Somalia's government has banned celebrations of Christmas and New Year in the Muslim majority country, saying the festivities might attract Islamist attacks.
"All events related to Christmas and New Year celebrations are contrary to Islamic culture, which could damage the faith of the Muslim community," the director general of the religious affairs ministry told reporters on Tuesday.
Sheikh Mohamed Khayrow said security forces had been ordered to break up any such celebrations. "There should be no activity at all," he said.

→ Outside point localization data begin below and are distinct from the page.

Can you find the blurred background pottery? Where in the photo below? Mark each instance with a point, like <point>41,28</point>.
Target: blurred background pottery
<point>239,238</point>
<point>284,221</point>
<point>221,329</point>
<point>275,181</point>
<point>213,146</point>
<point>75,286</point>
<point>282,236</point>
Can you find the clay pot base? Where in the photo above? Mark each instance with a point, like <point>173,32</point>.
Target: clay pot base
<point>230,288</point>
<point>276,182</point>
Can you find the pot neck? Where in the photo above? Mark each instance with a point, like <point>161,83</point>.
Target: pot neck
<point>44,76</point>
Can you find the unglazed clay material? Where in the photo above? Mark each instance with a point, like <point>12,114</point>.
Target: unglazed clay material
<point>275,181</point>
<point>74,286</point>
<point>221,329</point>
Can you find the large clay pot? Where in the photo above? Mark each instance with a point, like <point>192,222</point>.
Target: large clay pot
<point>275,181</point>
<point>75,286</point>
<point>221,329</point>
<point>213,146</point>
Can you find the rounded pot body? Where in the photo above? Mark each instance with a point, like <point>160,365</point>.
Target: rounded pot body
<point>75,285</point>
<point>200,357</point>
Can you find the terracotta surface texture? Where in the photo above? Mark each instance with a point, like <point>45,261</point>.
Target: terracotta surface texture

Sheikh Nur Barud Gurhan, of the Supreme Religious Council of Somalia, said that non-Muslim festivities might provoke the ire of the Shabab, East Africa's Al-Qaeda branch, which is headquartered in Somalia.
"We are warning against the celebration of such events which are not relevant to the principles of our religion," Gurhan added, saying it could provoke the Shabab "to carry out attacks".

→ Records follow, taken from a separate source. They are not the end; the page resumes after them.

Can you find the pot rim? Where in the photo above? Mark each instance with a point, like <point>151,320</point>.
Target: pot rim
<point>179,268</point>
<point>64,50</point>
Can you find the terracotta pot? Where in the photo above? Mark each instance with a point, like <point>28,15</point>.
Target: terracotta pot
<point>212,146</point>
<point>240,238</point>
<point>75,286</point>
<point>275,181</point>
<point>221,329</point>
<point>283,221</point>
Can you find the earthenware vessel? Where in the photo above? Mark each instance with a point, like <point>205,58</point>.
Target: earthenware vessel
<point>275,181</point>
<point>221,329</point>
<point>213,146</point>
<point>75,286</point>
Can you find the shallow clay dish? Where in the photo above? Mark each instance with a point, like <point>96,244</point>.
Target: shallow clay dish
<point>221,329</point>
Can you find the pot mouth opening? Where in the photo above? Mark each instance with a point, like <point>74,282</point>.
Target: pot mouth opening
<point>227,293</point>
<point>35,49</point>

Last year Shabab militants launched a Christmas attack on Mogadishu airport that killed at least 12 people.
Somalia is at least the second Muslim majority country to ban Christmas this year, after Brunei announced a similar prohibition. Somalia also issued a previous ban in 2013.
Somalia also follows the Islamic calendar that does not recognise January 1 as the beginning of the year.
There are almost no Christians left living in Somalia, although a bombed-out Italian-built Catholic cathedral remains a city landmark in the capital Mogadishu.
Foreign diplomats, aid workers and soldiers living in the fortified airport compound are permitted to hold private parties.